We are frequently asked about the effect of location on the value of a used truck. In other words, will a used truck sell for more in one state or region than in another? We have looked at this data in the past, and have not drawn definitive conclusions outside of common wisdom – namely, that lower horsepower engines take a larger hit in mountain states than in other areas, and that there is very little demand for pre- EPA2007 trucks in California and other western port states. 

To date, we have not released figures supporting this wisdom. Logically, regional microeconomies and access to used truck supply vary. So it is possible that location itself is a factor impacting value. 

To examine this issue, we split our retail database of aerodynamic sleeper tractors into five regions: Midwest, Northeast, Southeast, Southwest, and West. Trucks included were model years 2008-2012 sold in calendar year 2013. We chose MY2008 as the cutoff so EPA2007 would be the spec for all trucks. We limited the database to trucks with mileage inside our acceptable range of 100-125,000 per year. 
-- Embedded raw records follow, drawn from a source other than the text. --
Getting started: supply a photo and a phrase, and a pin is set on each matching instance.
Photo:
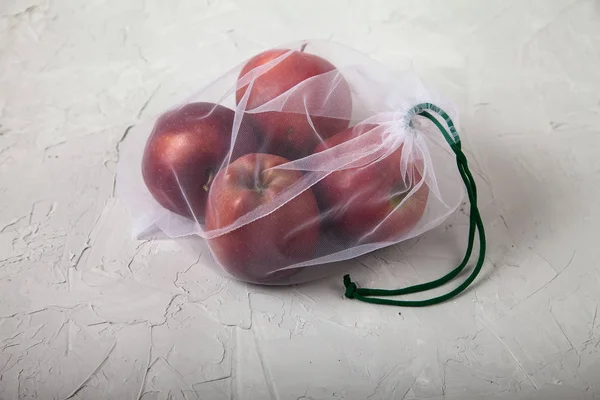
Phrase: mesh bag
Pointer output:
(299, 158)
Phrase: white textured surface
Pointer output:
(88, 312)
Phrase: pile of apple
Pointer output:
(192, 168)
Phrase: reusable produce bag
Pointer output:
(301, 157)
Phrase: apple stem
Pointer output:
(211, 176)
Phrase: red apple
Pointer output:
(185, 151)
(329, 101)
(288, 235)
(368, 204)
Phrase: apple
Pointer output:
(255, 251)
(328, 99)
(185, 151)
(369, 204)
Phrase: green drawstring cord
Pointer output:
(475, 223)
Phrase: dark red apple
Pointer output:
(185, 151)
(369, 204)
(328, 99)
(254, 252)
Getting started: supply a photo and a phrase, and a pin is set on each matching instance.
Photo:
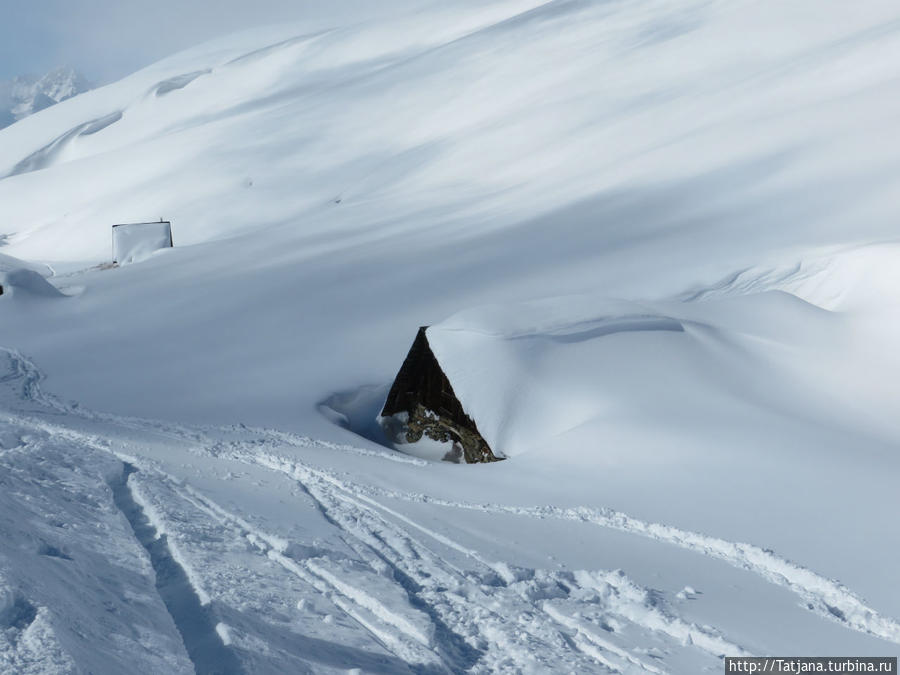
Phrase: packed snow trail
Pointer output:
(428, 601)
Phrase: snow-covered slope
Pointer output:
(655, 243)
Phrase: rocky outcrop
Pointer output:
(421, 403)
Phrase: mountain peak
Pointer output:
(26, 94)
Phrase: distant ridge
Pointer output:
(25, 95)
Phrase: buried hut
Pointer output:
(133, 242)
(421, 403)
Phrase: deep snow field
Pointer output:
(658, 247)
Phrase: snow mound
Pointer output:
(531, 373)
(18, 276)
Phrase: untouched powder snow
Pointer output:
(656, 245)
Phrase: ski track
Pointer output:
(486, 616)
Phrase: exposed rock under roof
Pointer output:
(421, 402)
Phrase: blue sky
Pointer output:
(107, 39)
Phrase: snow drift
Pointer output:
(724, 433)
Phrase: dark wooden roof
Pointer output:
(421, 381)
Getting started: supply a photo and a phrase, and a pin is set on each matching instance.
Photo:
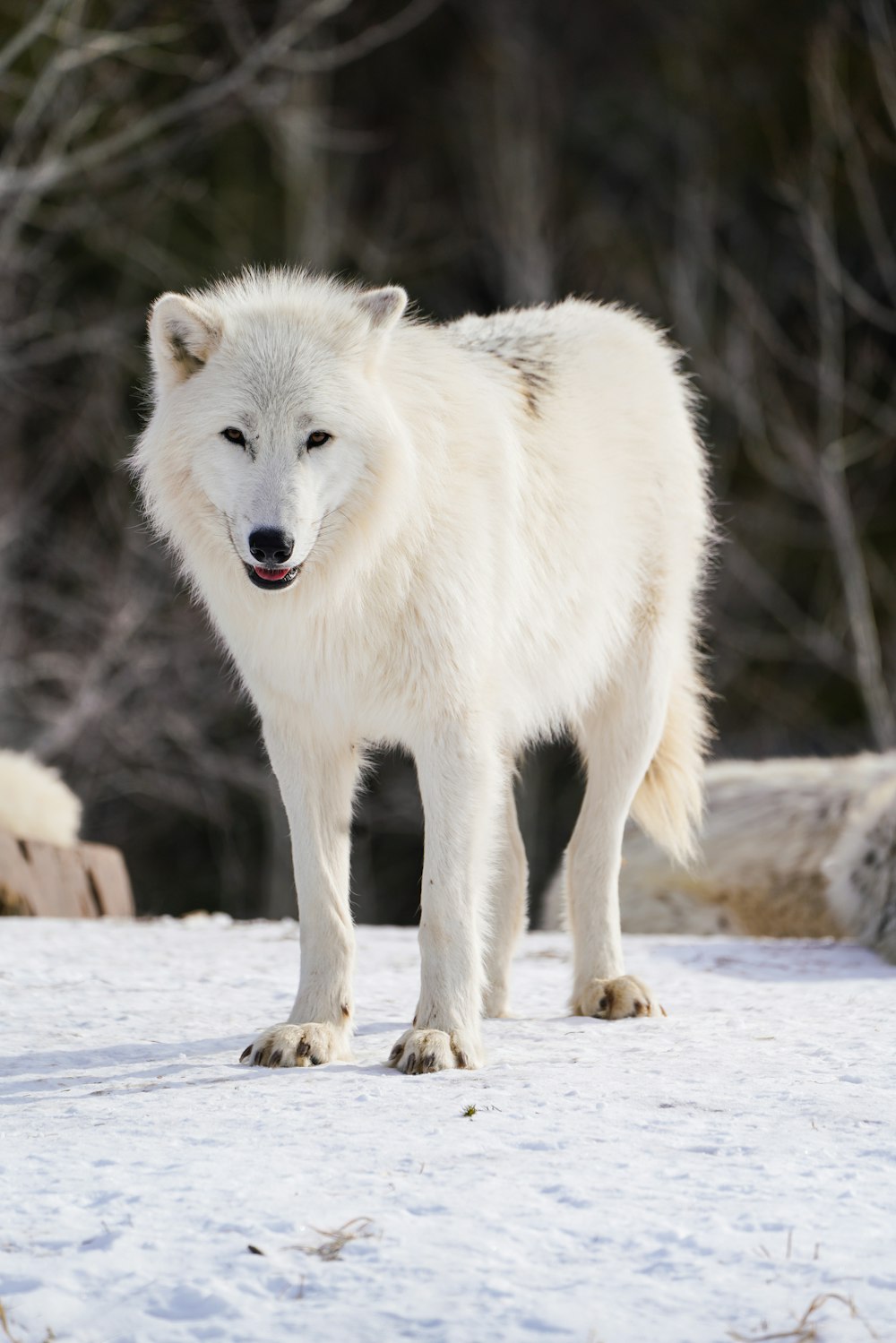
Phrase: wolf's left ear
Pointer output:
(383, 306)
(182, 336)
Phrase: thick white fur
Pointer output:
(501, 541)
(35, 804)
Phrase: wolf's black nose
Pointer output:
(269, 546)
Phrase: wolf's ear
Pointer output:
(182, 336)
(383, 306)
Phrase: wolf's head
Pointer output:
(271, 420)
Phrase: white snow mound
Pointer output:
(681, 1179)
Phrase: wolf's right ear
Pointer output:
(182, 336)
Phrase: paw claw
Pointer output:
(435, 1050)
(297, 1046)
(611, 1000)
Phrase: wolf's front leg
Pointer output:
(317, 782)
(461, 786)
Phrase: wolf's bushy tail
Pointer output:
(669, 801)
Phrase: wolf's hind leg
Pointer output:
(618, 739)
(317, 782)
(508, 903)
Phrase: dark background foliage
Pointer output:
(727, 167)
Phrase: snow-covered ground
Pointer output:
(654, 1181)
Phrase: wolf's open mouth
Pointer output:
(266, 578)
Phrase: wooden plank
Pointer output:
(108, 877)
(18, 885)
(81, 882)
(61, 882)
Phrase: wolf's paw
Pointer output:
(433, 1050)
(614, 998)
(297, 1046)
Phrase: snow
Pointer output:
(661, 1181)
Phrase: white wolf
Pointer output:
(458, 538)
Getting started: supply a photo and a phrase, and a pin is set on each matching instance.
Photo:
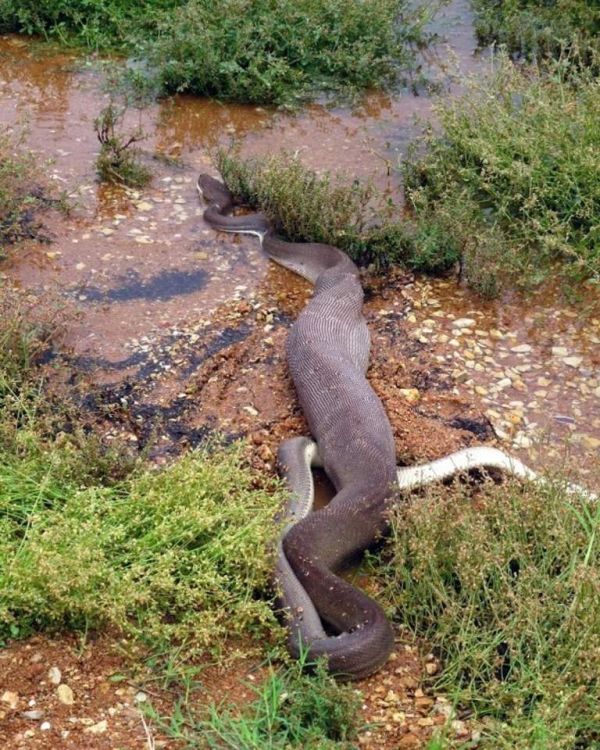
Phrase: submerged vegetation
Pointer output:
(507, 186)
(541, 28)
(119, 158)
(20, 193)
(292, 709)
(243, 50)
(510, 184)
(505, 587)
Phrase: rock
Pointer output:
(98, 728)
(34, 715)
(463, 323)
(11, 698)
(54, 675)
(65, 695)
(410, 394)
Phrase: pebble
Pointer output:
(463, 323)
(98, 728)
(54, 675)
(11, 698)
(65, 695)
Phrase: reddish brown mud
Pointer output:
(176, 331)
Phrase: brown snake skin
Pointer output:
(328, 353)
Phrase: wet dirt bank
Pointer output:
(175, 331)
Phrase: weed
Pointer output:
(510, 183)
(292, 710)
(90, 539)
(243, 50)
(119, 160)
(505, 587)
(541, 28)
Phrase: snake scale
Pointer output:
(328, 353)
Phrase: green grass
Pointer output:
(262, 51)
(119, 160)
(292, 710)
(20, 194)
(541, 28)
(505, 588)
(88, 539)
(311, 207)
(509, 182)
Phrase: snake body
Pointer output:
(328, 353)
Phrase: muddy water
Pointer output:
(148, 283)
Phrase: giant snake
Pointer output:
(328, 353)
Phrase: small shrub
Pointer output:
(541, 28)
(264, 51)
(119, 160)
(291, 710)
(306, 206)
(511, 180)
(505, 587)
(280, 52)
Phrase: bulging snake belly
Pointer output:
(328, 353)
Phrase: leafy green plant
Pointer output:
(88, 539)
(264, 51)
(292, 709)
(505, 587)
(512, 174)
(541, 28)
(20, 195)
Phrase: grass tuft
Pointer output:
(291, 710)
(310, 207)
(536, 29)
(20, 195)
(119, 159)
(510, 184)
(505, 587)
(243, 50)
(89, 539)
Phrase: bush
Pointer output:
(513, 176)
(119, 159)
(264, 51)
(541, 28)
(279, 52)
(307, 207)
(19, 194)
(88, 539)
(505, 587)
(292, 710)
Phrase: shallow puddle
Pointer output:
(150, 285)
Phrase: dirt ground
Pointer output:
(174, 332)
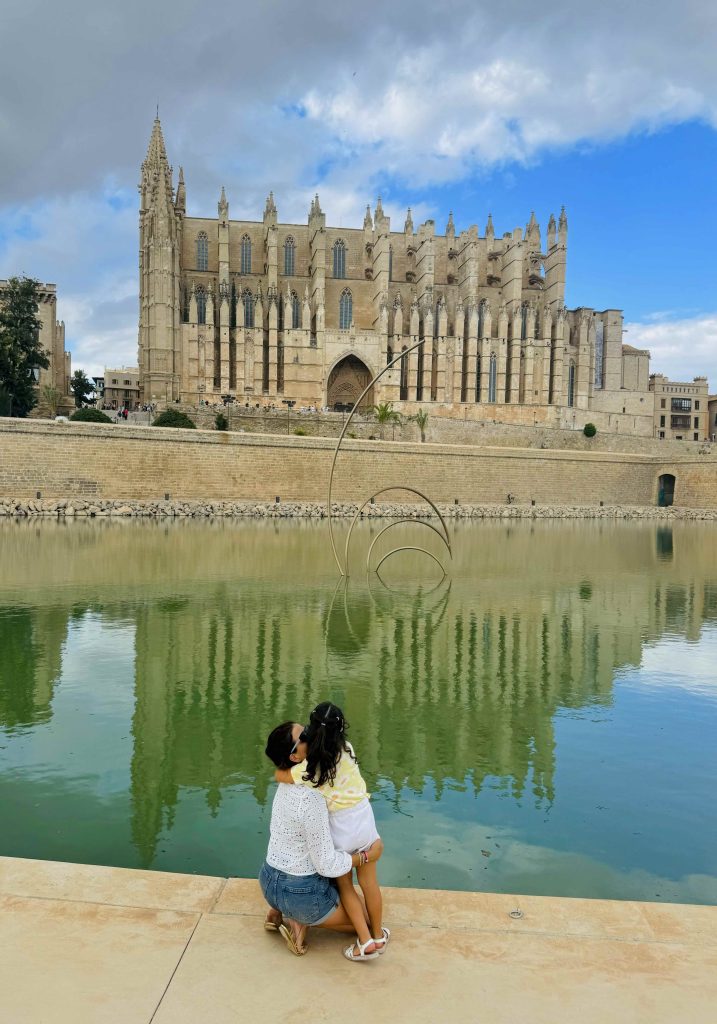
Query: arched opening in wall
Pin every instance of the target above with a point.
(666, 489)
(346, 381)
(404, 390)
The results are statistically sound, with an adequate number of trucks representing each region. The high-low average age spread was 0.4 year, and the high-low average mileage spread was 24,996. Specs were very similar between region. As such, we did not need to perform any age or mileage adjustments. 

On to the results. Overall, trucks sold in the western part of the country appear to outperform those in the east. Specifically, trucks sold in the Southwest region brought just over $3,300 (or about 5.6%) more than the lowest region (Southeast) on average. The Southwest and West perform nearly identically, with less than $600 (or under 1%) separating the two regions. See chart below for detail.

Trucks sold in the Northeast and Southeast appear to be used slightly harder than their western counterparts, as those two regions represent the high end of the mileage range. However, the difference is not great enough to entirely explain the pricing difference. Brand and model representation is the main factor. Higher-value trucks such as the Peterbilt 386 and Kenworth T660 are represented in greater proportion in our Southwest and Western data than in the Southeast and Northeast. Similarly, lower-value trucks such as the International ProStar are represented in greater proportion in our Southeast data. Drilling down to specific model would be the best way to eliminate this variable, but at that point our volume of data for individual regions would test the lower limit of validity.

For now, we can state that location is a factor impacting value, but it is not at the top of the list when determining the value of a used truck. At most, the difference is in the low single digits percentage-wise, with the Southwest and Western regions representing the high and the Southeast and Northeast representing the low.